It’ll take sustained rain to pull Anchorage out of its severe drought, says climatologist

A abeach with people playing in the sand and the water
Anchorage residents head to Goose Lake to cool off on Sunday, July 3, 2022. (Matt Faubion/Alaska Public Media)

Anchorage has been especially dry lately. The city just had its third driest June on record, followed by a spring and early summer that saw hardly any rain.

“If you actually look at the last two, three and four months — those are all the driest on record,” said Brian Brettschneider, a climate scientist with the National Weather Service in Anchorage. “So if you look at, say, mid-March through now almost mid-July … we’ve had less than three quarters of an inch of precipitation.”

Brettschneider said this is by far the driest stretch ever recorded in Anchorage. The city is experiencing severe drought conditions.

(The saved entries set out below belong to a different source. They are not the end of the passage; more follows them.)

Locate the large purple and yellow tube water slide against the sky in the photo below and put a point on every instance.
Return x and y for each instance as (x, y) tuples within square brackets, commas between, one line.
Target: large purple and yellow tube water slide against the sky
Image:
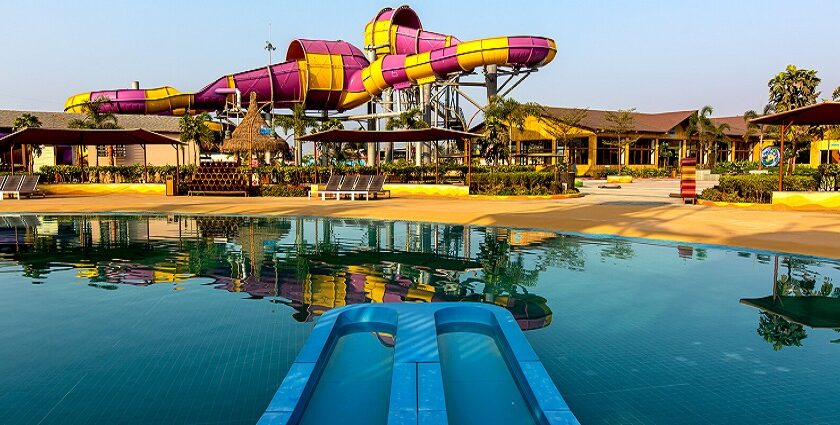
[(335, 75)]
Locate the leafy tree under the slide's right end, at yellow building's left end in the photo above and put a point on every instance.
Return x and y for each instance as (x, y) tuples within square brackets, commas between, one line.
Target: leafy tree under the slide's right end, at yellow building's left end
[(500, 117)]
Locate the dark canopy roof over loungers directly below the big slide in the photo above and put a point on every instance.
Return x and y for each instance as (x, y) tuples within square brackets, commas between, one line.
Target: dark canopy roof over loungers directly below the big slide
[(395, 136)]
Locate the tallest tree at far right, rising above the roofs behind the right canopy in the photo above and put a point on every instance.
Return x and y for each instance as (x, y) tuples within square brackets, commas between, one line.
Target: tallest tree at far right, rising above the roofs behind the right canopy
[(790, 89)]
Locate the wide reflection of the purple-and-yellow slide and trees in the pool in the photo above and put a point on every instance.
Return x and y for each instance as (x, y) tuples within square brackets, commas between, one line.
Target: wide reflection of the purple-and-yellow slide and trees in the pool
[(308, 264)]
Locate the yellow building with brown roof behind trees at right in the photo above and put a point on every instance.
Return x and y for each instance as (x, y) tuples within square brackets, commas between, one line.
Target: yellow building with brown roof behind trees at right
[(661, 141)]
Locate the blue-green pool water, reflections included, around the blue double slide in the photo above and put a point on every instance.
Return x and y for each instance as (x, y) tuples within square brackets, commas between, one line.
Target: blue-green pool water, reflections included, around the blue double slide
[(173, 319)]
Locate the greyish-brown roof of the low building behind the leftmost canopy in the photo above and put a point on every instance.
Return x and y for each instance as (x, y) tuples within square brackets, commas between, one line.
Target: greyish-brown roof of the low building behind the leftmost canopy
[(156, 123)]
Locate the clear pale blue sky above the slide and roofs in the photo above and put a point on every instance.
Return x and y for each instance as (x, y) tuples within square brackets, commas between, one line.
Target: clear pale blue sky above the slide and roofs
[(654, 55)]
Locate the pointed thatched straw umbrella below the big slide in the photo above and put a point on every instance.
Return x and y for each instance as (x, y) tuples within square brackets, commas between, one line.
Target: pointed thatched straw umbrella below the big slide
[(248, 136)]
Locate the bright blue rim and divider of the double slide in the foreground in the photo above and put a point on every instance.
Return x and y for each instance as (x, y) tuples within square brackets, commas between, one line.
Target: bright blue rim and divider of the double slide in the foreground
[(417, 388)]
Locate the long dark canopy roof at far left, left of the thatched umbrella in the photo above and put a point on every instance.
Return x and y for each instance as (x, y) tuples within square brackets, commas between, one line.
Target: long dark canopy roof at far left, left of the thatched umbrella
[(86, 137)]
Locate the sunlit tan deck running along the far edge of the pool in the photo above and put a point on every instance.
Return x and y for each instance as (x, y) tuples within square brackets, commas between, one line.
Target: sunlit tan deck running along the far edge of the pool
[(813, 233)]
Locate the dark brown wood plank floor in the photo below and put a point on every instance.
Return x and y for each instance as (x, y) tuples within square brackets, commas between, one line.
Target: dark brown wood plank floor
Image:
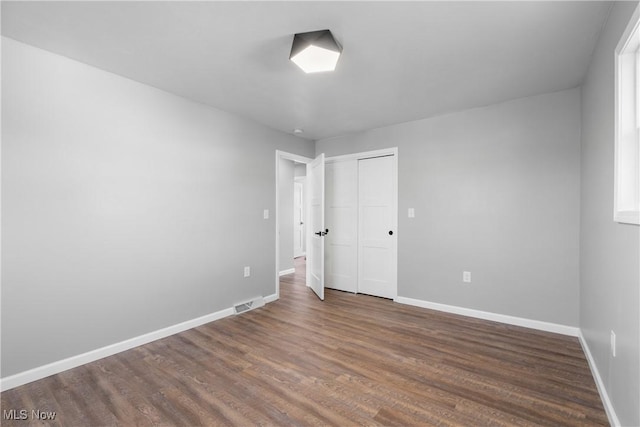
[(352, 359)]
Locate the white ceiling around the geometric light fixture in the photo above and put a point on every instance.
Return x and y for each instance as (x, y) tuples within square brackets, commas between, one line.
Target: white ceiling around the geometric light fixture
[(402, 61)]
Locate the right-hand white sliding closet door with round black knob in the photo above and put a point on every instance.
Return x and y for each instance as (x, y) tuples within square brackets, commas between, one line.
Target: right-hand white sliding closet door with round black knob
[(377, 227)]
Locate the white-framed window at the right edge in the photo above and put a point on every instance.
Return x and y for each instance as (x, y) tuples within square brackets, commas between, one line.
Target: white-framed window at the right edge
[(627, 125)]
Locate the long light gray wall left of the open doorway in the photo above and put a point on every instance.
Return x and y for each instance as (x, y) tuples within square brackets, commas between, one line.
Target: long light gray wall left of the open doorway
[(124, 209)]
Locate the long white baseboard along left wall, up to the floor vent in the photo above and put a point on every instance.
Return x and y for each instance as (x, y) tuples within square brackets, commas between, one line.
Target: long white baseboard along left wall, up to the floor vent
[(109, 350)]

Last week’s rain brought just about one-sixth of an inch of water. It was technically the rainiest day this year, but made no real difference in the drought status. Brettschneider said the Anchorage area will need a sustained period of precipitation to turn the drought situation around.

Alaska is approaching the time of year when it generally rains more. And Brettschneider said the forecast has good news for those battling fires statewide.

“The seven-day forecast issued by the National Weather Service and the forecast out to two weeks, issued by the Climate Prediction Center, all point toward a cooler and wetter forecast. And that is just all around good for fires.”

The Anchorage forecast shows cloudy skies and likely rain Thursday and through the weekend.